I am NOT pregnant yet. Haven't even started trying yet ( come oooooooon January!!). But it is still constantly on my mind... and I do mean constantly. I'm knitting and sewing all these adorable little baby things for a child that won't be here for probably 2 YEARS ( best case scenario- 7 months from now for first IUI, then 9 months from there- but most don't get knocked up the first time sooo). I break out my yarn, intent on knitting up some X-mas gifts, like pot holders, or scarves or something quick. But when I look at my project several hours later, its a newborn sized raglan sweater, or a pair of no-scratchies for little baby hands. ARGH!! I think it is safe to say it has become an obcession.

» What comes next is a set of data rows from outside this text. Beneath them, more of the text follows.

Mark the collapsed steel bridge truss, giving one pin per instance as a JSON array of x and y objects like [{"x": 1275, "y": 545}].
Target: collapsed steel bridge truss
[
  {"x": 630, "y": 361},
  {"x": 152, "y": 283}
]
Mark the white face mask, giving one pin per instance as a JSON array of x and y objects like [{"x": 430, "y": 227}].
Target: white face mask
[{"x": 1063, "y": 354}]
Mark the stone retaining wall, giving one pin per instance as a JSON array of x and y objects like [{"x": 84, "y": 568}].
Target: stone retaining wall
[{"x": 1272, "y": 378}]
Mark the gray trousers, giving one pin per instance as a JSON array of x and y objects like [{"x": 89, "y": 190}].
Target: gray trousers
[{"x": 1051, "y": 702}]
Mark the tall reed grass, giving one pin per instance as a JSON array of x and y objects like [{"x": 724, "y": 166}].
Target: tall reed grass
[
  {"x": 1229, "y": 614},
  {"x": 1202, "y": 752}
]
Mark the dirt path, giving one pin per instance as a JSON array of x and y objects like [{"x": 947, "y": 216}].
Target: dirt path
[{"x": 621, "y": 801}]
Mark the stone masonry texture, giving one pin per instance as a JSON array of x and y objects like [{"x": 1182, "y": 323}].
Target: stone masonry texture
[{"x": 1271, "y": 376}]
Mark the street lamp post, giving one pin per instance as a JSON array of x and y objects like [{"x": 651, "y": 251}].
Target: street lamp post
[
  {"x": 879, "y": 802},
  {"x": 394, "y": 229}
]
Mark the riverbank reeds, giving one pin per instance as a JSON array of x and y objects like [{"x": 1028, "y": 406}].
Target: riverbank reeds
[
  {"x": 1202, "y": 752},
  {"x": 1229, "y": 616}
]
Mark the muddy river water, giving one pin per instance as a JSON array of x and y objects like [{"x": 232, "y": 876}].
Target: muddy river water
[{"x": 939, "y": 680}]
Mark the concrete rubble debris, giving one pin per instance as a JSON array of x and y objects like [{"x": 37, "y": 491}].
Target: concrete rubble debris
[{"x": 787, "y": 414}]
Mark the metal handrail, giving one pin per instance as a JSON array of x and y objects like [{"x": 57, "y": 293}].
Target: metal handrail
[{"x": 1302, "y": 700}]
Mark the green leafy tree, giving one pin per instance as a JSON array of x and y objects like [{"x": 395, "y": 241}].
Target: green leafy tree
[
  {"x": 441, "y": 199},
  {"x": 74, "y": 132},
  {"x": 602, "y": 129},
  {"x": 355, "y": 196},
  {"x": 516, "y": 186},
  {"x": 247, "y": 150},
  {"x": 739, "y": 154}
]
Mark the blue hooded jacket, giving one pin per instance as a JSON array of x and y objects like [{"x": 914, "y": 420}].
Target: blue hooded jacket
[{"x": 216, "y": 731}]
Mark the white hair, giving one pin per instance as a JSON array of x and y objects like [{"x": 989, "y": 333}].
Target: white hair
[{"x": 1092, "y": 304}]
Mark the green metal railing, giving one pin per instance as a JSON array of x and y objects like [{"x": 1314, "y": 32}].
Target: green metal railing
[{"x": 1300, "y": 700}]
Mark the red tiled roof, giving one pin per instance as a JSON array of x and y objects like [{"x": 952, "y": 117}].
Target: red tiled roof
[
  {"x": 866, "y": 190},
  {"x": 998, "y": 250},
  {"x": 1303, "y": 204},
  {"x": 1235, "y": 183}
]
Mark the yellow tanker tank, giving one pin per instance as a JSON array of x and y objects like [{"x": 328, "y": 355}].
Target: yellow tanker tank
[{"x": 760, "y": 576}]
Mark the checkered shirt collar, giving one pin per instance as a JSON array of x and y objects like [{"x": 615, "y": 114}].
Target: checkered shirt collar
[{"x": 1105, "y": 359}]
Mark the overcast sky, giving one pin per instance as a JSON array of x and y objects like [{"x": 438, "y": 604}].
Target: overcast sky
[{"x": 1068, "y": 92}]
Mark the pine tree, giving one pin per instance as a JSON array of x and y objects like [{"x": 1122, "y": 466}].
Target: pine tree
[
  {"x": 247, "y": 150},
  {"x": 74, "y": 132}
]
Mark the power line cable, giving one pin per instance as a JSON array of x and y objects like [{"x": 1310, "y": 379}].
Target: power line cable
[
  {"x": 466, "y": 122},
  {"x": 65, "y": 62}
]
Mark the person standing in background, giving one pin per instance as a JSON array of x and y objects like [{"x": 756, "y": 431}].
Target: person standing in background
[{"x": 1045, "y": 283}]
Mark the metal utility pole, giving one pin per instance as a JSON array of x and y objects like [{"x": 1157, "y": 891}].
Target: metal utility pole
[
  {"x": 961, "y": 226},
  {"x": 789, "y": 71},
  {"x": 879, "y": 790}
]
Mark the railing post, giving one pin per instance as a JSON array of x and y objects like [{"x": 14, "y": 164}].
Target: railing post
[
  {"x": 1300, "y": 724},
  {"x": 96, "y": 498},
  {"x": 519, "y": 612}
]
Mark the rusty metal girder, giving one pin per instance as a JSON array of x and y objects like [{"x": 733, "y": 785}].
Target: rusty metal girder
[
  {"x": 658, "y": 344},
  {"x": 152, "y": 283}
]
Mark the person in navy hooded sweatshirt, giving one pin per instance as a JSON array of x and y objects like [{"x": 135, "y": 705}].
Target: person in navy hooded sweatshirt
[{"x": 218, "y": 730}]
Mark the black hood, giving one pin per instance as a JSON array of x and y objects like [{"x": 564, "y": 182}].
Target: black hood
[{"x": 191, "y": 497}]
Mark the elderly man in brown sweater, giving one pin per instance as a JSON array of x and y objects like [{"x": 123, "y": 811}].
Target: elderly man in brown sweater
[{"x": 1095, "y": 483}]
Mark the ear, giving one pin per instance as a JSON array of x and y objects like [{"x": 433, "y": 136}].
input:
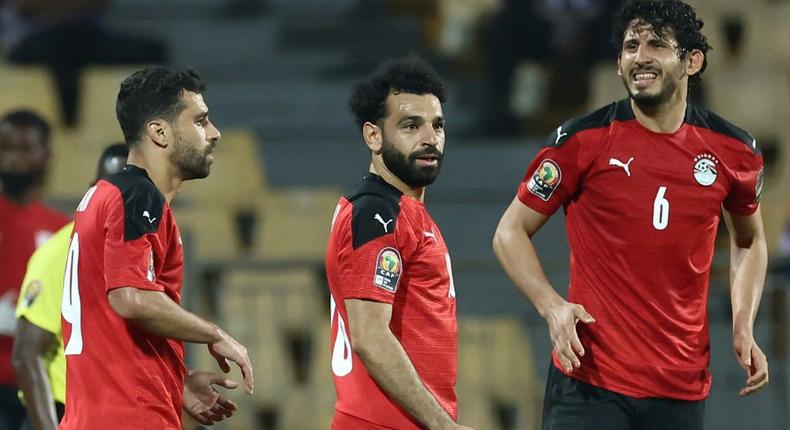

I know the day will come when I walk into the clinic for my consulation, and picking out sperm, and doing the nasty with a giant,cold, stainless steal speculum, but MAN O' MAN January just can't come fast enough. I originally started making baby things because I wanted to feel like I was being proactive in the mean time. BUT I can't really make clothes because I don't know when i'll be preggo and I live in the desert so my options are limited. I have made some things though. I'm working on an outfit right now that looks reeeeeeally smal (are newborns really that tiny? my boys were adopted at 3 weeks and 11 so I don't remember how little the new ones are!1).
Anyway- baby brain is cutting into my general thought processes.
p.s i'm doing a happy dance. My BFF is coming in from AZ tonight!!!